This project leverages two complementary datasets from the LiTraj benchmark suite. These datasets differ in accuracy and scale, enabling a transfer learning framework.
Size: 122,421 lithium vacancy migration hops
Method: BVSE-NEB (Bond Valence Site Energy + Nudged Elastic Band)
This dataset contains migration barriers computed using an approximate electrostatic model. While less accurate than DFT, BVSE allows rapid estimation of barriers at large scale.
Key characteristics:
Each data point corresponds to a single lithium vacancy hop.
Structures are provided as supercells.
A special centroid atom (“X”) marks the diffusion bottleneck.

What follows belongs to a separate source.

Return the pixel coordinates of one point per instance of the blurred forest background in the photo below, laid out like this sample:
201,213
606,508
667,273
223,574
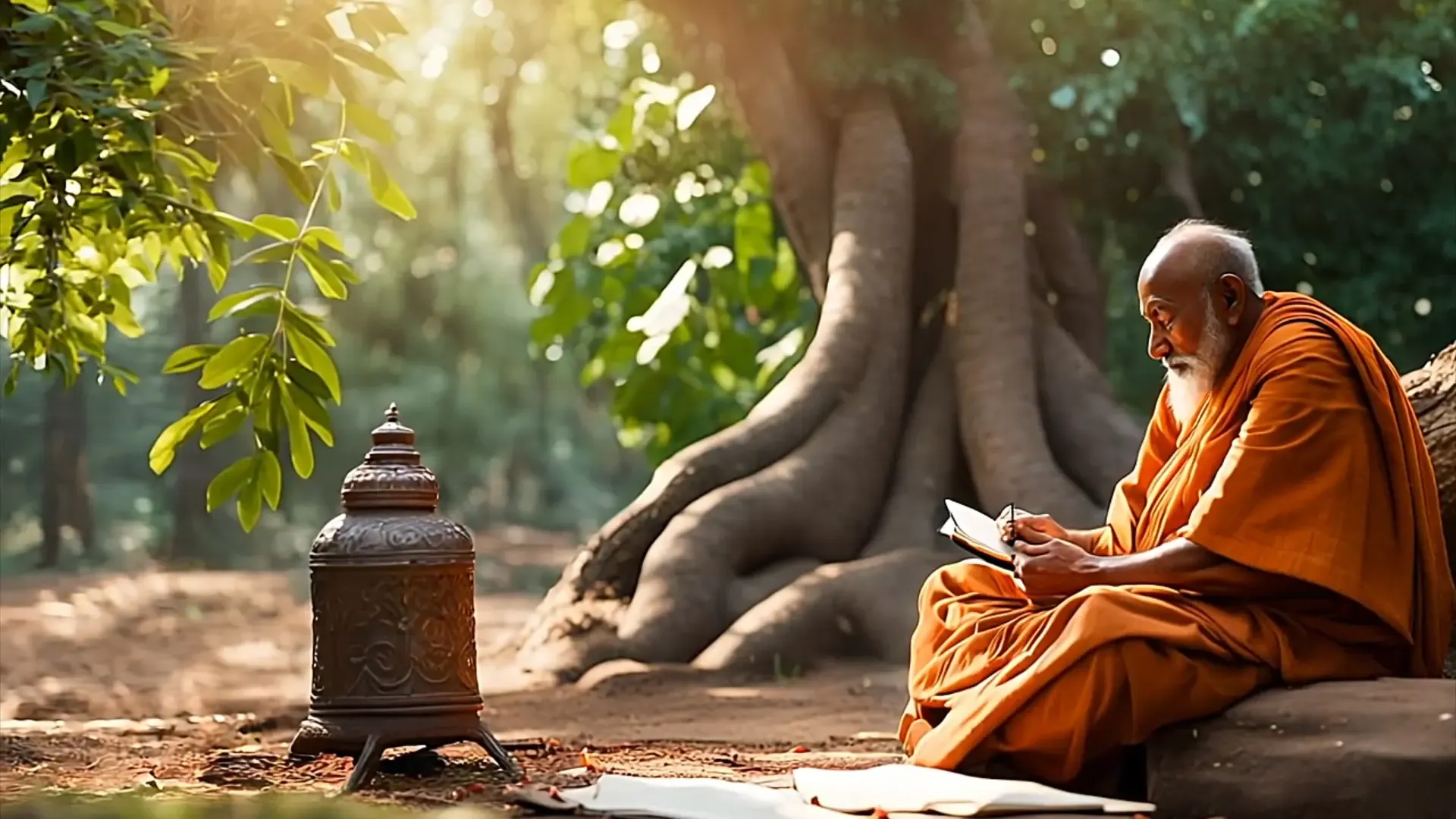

The dataset includes predefined train/validation/test splits.
Role in this project:
This dataset is used for large-scale pretraining to learn structural representations of migration physics.
Size: 1,681 lithium vacancy migration hops
Method: DFT-NEB (Density Functional Theory + Nudged Elastic Band)
This dataset contains high-accuracy migration barriers computed using quantum mechanical DFT calculations.
Key characteristics:
Migration paths are fully relaxed using DFT-NEB.
Forces and energies are computed from first principles.
Structures include centroid representations for GNN input.
Role in this project:
This dataset serves as the high-fidelity benchmark. It is used for:
Fine-tuning pretrained models
Training a scratch baseline
Final evaluation
To ensure fair evaluation:
DFT data was split into 80% training and 20% test.
The test set remained untouched during training.
Both scratch and fine-tuned models were evaluated on the same test set.
This ensures a clean comparison between training strategies.